Con la campagna Eurostop avviata con il Forum Euro/Mediterraneo svolto lo scorso 23 maggio a Napoli, l'ex presidente FIOM è una delle personalità che ha aderito ad un progetto di rottura contemporanea dalle gabbie di euro, Unione Europea e Nato che vanta importanti adesioni nel mondo politico, intellettuale e sindacale in tutta l'Europa del sud. L'obiettivo è quello di una nuova organizzazione solidale e compensativa che possa prendere in parte ispirazione dall'Alba bolivariana in America Latina. "Non c'è un modello unico di riferimento e credo sia giusto ragionare in un'ottica collettiva, ma con ognuno che abbia bene in mente gli interessi all'interno di ogni singolo paese.
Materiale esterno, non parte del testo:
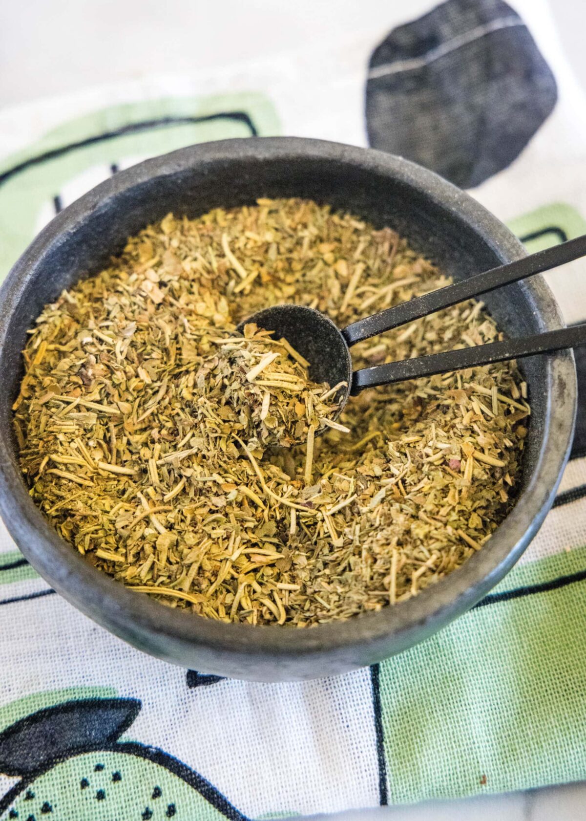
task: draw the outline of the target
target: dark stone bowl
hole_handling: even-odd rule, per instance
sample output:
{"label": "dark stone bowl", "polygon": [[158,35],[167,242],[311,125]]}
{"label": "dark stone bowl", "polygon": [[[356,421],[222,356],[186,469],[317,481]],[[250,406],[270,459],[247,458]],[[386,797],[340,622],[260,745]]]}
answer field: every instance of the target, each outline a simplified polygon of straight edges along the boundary
{"label": "dark stone bowl", "polygon": [[[371,664],[422,641],[471,608],[526,548],[554,498],[576,403],[571,352],[525,360],[532,405],[516,504],[487,546],[416,598],[380,612],[309,630],[224,624],[171,609],[93,567],[48,524],[16,460],[11,406],[27,328],[43,305],[95,273],[126,237],[167,212],[196,217],[259,196],[308,197],[396,228],[456,279],[524,254],[466,194],[404,159],[291,138],[231,140],[141,163],[57,216],[12,268],[0,296],[0,512],[30,563],[59,594],[112,633],[154,656],[210,673],[266,681],[315,678]],[[562,326],[543,279],[484,297],[510,336]]]}

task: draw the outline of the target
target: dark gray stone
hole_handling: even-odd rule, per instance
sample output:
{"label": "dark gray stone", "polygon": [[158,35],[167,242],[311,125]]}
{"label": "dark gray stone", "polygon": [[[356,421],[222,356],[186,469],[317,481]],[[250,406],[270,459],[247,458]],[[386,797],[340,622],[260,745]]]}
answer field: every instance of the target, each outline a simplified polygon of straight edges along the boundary
{"label": "dark gray stone", "polygon": [[448,0],[373,52],[369,140],[472,188],[519,156],[556,99],[516,11],[503,0]]}
{"label": "dark gray stone", "polygon": [[[520,243],[466,194],[404,159],[294,138],[230,140],[148,160],[98,186],[37,236],[0,291],[0,513],[59,594],[112,633],[167,662],[234,678],[315,678],[364,667],[431,635],[482,599],[516,562],[552,506],[576,401],[571,352],[524,361],[532,416],[516,504],[487,546],[395,608],[309,630],[224,624],[166,608],[92,566],[48,525],[19,470],[11,404],[26,330],[43,305],[99,271],[126,237],[168,211],[195,217],[257,197],[310,197],[390,225],[456,279],[522,256]],[[486,296],[510,336],[562,325],[541,277]]]}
Molti dicono che Tsipras non avesse altra scelta lasciato da solo, ma si è arreso, in una situazione difficile, quasi impossibile è vero, ma si è arreso. Quello che è accaduto recentemente in Grecia e Portogallo è la testimonianza che il sistema UE/Nato non ammette più alcun dissenso democratico interno. Riflettete poi per un secondo al clima di caccia alle streghe e la menzogna sui manifestanti di Parigi di domenica - che avrebbero oltraggiato il memoriale delle stragi quando le foto dimostrano che era opera della polizia e anzi i manifestanti hanno cercato di arginarlo -  dimostra la deriva in cui siamo. Vivevamo in un regime con finte libertà. Ci stanno togliendo anche queste finte libertà"
 
Quando gli abbiamo chiesto, in conclusione, se il TTIP possa essere considerato lo strumento ultimo per completare questo disegno iniziato quindici anni fa, Cremaschi è chiaro come sempre. "Il Ttip, la Nato trasformata in trattato economico, sarà il suggello del potere delle multinazionali. In Germania ho assistito con piacere ad una grande mobilitazione popolare, 250 mila persone sono scese per le vie di Berlino per gridare il loro no a quest'ultima deriva del sistema. L'Italia, una volta all'avanguardia in tema di mobilitazione, ancora tace".